Lilith, sorprendiendo a Clary, se detuvo.

—Miguel asesinó al demonio Sammael, al que yo amaba —dijo—. ¿Por qué será, pequeño cazador de sombras, que tus ángeles son tan fríos y despiadados? ¿Por qué destrozan a todo aquel que no les obedece?

—No tenía ni idea de que fueras una defensora del libre albedrío —dijo Jace, y su manera de decirlo, su voz cargada de sarcasmo, devolvió a Clary, más que cualquier otra cosa lo habría hecho, la confianza de que volvía a ser él—. ¿Qué tal, entonces, si permites que nos marchemos todos de esta terraza? ¿Simon, Clary y yo? ¿Qué me dices, diablesa? Se ha acabado. Ya no me controlas. No pienso hacerle ningún daño a Clary, y Simon no te obedecerá. Y ese pedazo de mierda que intentas resucitar... te sugiero que te lo quites de encima antes de que empiece a pudrirse. Porque no volverá, y su fecha de caducidad está más que superada.

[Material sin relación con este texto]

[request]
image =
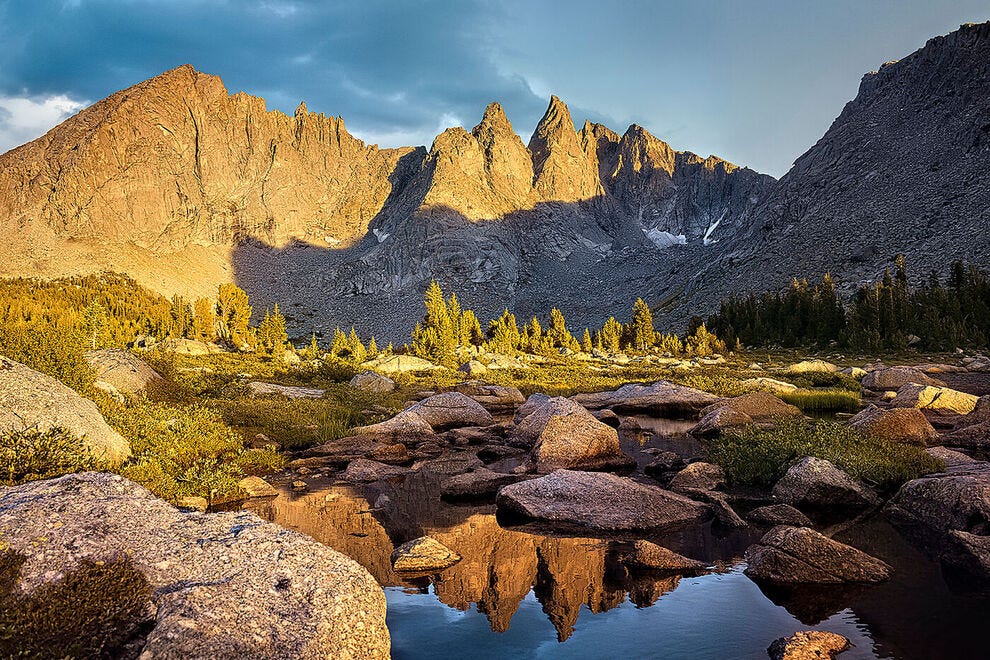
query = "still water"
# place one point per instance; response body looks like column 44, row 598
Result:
column 527, row 593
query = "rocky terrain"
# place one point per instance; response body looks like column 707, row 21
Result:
column 184, row 186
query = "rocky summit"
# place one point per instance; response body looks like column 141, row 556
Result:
column 184, row 186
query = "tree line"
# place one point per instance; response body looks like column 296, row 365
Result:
column 940, row 315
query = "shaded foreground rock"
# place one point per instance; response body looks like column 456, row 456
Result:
column 423, row 554
column 802, row 555
column 907, row 425
column 949, row 514
column 808, row 645
column 30, row 399
column 565, row 435
column 598, row 501
column 815, row 483
column 219, row 579
column 661, row 399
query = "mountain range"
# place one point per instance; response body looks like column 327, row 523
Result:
column 184, row 186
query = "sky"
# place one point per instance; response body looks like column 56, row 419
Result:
column 752, row 81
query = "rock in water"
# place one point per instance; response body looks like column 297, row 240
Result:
column 30, row 399
column 815, row 483
column 122, row 370
column 218, row 578
column 565, row 435
column 808, row 645
column 422, row 555
column 801, row 555
column 599, row 501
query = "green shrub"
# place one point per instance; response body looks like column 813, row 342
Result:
column 32, row 454
column 823, row 400
column 755, row 457
column 90, row 612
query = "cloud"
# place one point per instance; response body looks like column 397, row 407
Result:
column 23, row 119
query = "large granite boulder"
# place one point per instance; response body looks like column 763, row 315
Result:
column 225, row 585
column 787, row 555
column 661, row 399
column 906, row 425
column 890, row 379
column 598, row 501
column 30, row 399
column 565, row 435
column 949, row 514
column 808, row 645
column 374, row 382
column 122, row 370
column 451, row 410
column 940, row 399
column 816, row 484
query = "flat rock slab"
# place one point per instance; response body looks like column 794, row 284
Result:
column 31, row 399
column 661, row 399
column 787, row 555
column 257, row 388
column 599, row 501
column 226, row 585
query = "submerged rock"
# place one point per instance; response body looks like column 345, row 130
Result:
column 422, row 555
column 599, row 501
column 802, row 555
column 32, row 400
column 217, row 578
column 808, row 645
column 815, row 483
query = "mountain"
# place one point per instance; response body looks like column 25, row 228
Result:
column 184, row 186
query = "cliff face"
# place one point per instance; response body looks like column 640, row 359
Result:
column 184, row 187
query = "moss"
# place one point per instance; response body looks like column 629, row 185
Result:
column 755, row 457
column 92, row 611
column 32, row 454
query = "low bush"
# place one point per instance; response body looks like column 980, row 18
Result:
column 32, row 454
column 755, row 457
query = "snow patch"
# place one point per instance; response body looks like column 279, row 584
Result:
column 664, row 239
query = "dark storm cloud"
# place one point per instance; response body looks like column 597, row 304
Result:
column 395, row 71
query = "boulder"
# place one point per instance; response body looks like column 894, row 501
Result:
column 598, row 501
column 698, row 477
column 950, row 457
column 814, row 483
column 422, row 555
column 765, row 384
column 32, row 400
column 658, row 558
column 122, row 370
column 492, row 397
column 949, row 514
column 374, row 382
column 217, row 579
column 906, row 425
column 811, row 367
column 290, row 392
column 565, row 435
column 256, row 487
column 788, row 555
column 894, row 378
column 913, row 395
column 473, row 369
column 451, row 409
column 808, row 645
column 661, row 399
column 778, row 514
column 477, row 484
column 364, row 470
column 399, row 364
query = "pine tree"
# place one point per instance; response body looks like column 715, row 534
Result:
column 641, row 330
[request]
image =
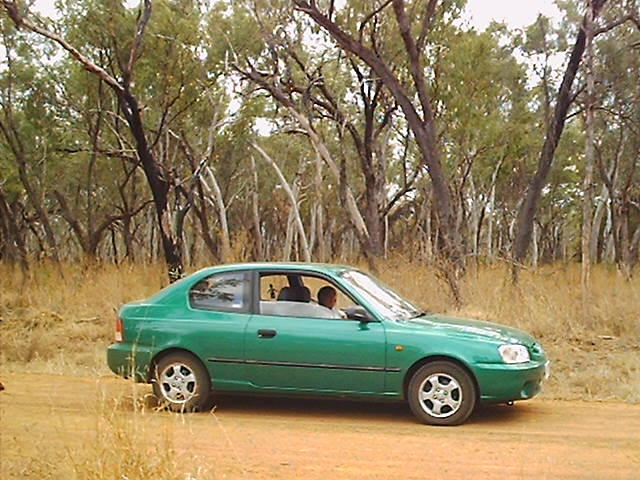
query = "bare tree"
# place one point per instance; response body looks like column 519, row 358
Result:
column 156, row 179
column 527, row 211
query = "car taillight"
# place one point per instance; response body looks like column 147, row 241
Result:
column 119, row 330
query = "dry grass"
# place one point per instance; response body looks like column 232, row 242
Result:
column 61, row 322
column 112, row 438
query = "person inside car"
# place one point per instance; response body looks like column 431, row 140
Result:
column 328, row 297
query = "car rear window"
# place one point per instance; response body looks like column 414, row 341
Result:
column 221, row 292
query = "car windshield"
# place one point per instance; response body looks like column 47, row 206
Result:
column 385, row 300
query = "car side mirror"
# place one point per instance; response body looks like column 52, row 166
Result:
column 359, row 314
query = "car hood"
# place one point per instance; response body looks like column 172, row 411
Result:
column 473, row 329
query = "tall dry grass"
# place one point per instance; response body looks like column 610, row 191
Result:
column 113, row 437
column 61, row 320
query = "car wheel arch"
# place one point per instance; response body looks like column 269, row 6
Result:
column 168, row 351
column 437, row 358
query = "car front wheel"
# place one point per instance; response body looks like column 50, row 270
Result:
column 442, row 393
column 181, row 383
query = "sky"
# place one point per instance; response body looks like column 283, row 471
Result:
column 515, row 13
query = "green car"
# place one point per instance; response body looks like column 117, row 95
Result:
column 317, row 330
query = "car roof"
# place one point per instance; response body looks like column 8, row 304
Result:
column 279, row 266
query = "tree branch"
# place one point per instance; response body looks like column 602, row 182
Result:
column 19, row 20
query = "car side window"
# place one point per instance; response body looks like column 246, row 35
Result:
column 227, row 292
column 296, row 295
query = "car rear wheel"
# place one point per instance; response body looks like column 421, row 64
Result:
column 442, row 393
column 181, row 383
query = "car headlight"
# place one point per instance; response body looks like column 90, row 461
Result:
column 514, row 353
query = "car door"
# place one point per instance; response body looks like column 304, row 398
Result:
column 213, row 325
column 298, row 352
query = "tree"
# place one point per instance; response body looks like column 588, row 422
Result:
column 129, row 104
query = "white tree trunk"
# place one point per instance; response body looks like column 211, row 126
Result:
column 292, row 199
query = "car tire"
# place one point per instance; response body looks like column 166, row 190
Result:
column 442, row 393
column 181, row 383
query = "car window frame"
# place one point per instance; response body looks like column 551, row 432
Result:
column 257, row 274
column 247, row 296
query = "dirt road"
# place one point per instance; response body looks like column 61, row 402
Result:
column 303, row 439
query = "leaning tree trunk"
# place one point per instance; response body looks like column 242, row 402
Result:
column 292, row 198
column 157, row 182
column 589, row 156
column 527, row 211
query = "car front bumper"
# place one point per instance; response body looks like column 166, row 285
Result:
column 508, row 382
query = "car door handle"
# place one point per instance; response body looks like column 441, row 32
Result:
column 266, row 333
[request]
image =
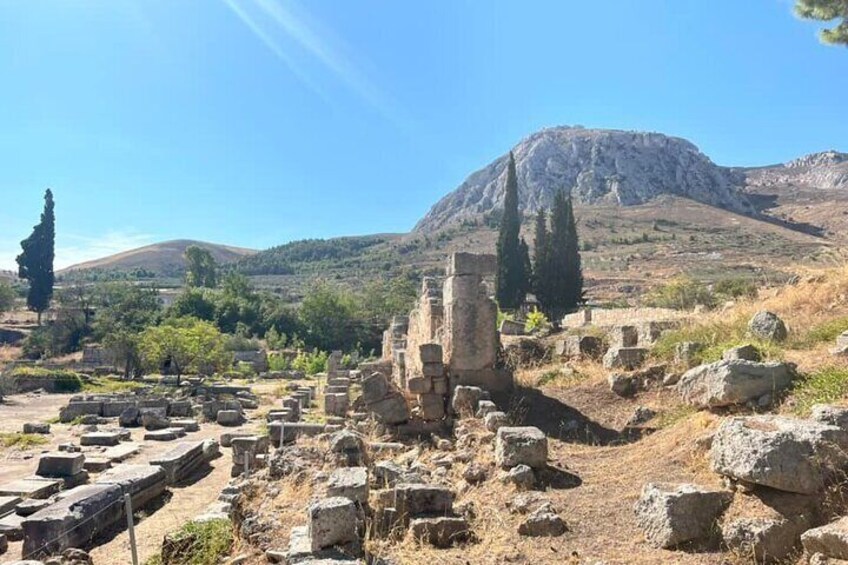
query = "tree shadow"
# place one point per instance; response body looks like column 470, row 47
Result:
column 530, row 407
column 556, row 479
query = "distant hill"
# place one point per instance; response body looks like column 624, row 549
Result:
column 162, row 259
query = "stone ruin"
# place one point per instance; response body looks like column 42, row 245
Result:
column 449, row 339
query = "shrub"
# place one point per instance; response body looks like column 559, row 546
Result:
column 310, row 363
column 536, row 321
column 21, row 441
column 716, row 338
column 736, row 288
column 277, row 362
column 197, row 543
column 824, row 386
column 680, row 294
column 60, row 380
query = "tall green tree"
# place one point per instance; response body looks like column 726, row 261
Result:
column 201, row 268
column 35, row 263
column 512, row 277
column 565, row 273
column 827, row 11
column 7, row 297
column 541, row 258
column 124, row 311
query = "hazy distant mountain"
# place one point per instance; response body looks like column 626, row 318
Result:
column 599, row 167
column 826, row 170
column 166, row 258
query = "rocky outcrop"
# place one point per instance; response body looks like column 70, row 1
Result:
column 782, row 453
column 599, row 167
column 826, row 170
column 725, row 383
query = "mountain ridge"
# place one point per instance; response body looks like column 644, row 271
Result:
column 164, row 258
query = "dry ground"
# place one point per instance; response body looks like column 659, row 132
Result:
column 180, row 505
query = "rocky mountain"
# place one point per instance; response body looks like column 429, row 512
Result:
column 826, row 170
column 164, row 259
column 599, row 167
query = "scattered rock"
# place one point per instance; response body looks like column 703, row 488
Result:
column 725, row 383
column 521, row 445
column 670, row 515
column 779, row 452
column 742, row 352
column 767, row 326
column 543, row 522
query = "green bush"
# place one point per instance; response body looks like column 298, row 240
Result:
column 715, row 338
column 310, row 363
column 680, row 294
column 197, row 543
column 63, row 380
column 536, row 321
column 277, row 362
column 822, row 387
column 736, row 288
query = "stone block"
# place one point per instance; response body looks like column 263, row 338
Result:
column 228, row 418
column 390, row 410
column 349, row 482
column 462, row 263
column 432, row 406
column 33, row 487
column 80, row 408
column 485, row 407
column 57, row 465
column 332, row 521
column 725, row 383
column 525, row 445
column 430, row 353
column 114, row 408
column 100, row 438
column 187, row 424
column 142, row 482
column 412, row 500
column 336, row 404
column 36, row 428
column 179, row 462
column 291, row 431
column 742, row 352
column 8, row 504
column 783, row 453
column 670, row 515
column 419, row 385
column 440, row 531
column 69, row 522
column 495, row 421
column 627, row 358
column 466, row 398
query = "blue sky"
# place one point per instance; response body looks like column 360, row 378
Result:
column 256, row 122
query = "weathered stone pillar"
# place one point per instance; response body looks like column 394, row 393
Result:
column 470, row 338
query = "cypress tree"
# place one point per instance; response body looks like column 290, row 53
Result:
column 526, row 269
column 35, row 263
column 511, row 281
column 541, row 259
column 574, row 272
column 565, row 275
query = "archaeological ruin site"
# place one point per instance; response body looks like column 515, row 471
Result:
column 376, row 282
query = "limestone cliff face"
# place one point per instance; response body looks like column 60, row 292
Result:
column 826, row 170
column 599, row 167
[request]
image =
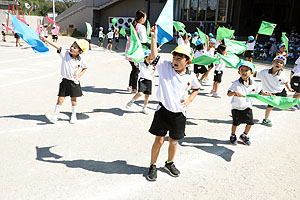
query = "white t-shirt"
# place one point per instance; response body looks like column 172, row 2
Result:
column 142, row 32
column 110, row 35
column 173, row 87
column 100, row 34
column 296, row 69
column 270, row 83
column 242, row 103
column 71, row 66
column 250, row 45
column 146, row 71
column 180, row 41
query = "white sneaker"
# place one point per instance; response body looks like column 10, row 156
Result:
column 52, row 119
column 73, row 120
column 129, row 104
column 145, row 111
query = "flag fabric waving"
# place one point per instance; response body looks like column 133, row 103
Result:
column 165, row 23
column 231, row 60
column 135, row 50
column 277, row 101
column 28, row 35
column 266, row 28
column 285, row 40
column 89, row 28
column 234, row 46
column 205, row 60
column 202, row 36
column 179, row 26
column 50, row 20
column 223, row 32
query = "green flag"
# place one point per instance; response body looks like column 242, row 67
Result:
column 231, row 60
column 202, row 36
column 234, row 46
column 285, row 40
column 135, row 49
column 205, row 60
column 89, row 28
column 148, row 28
column 277, row 101
column 114, row 21
column 179, row 26
column 123, row 32
column 223, row 32
column 266, row 28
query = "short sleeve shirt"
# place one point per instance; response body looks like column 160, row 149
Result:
column 173, row 87
column 271, row 83
column 71, row 66
column 242, row 103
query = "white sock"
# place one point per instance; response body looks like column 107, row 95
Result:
column 74, row 111
column 56, row 111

El rostro de Lilith se contorsionó, y escupió a Jace. Su saliva fue una llama negra que al tocar el suelo se convirtió en una serpiente que culebreó hacia él con las mandíbulas abiertas. La aplastó con la bota y se abalanzó hacia la diablesa, blandiendo el cuchillo, pero Lilith desapareció como una sombra cuando el arma se iluminó, apareciendo de nuevo justo detrás de él. Cuando Jace se volvió, ella alargó el brazo, casi con desidia, y le golpeó el pecho con la mano abierta.

Jace salió volando.
Miguel
se deslizó de su mano y rebotó en las losas de piedra del suelo. Jace navegó por los aires y chocó contra el pequeño muro de la terraza con tanta fuerza que la piedra se resquebrajó. Cayó con dureza al suelo, visiblemente conmocionado.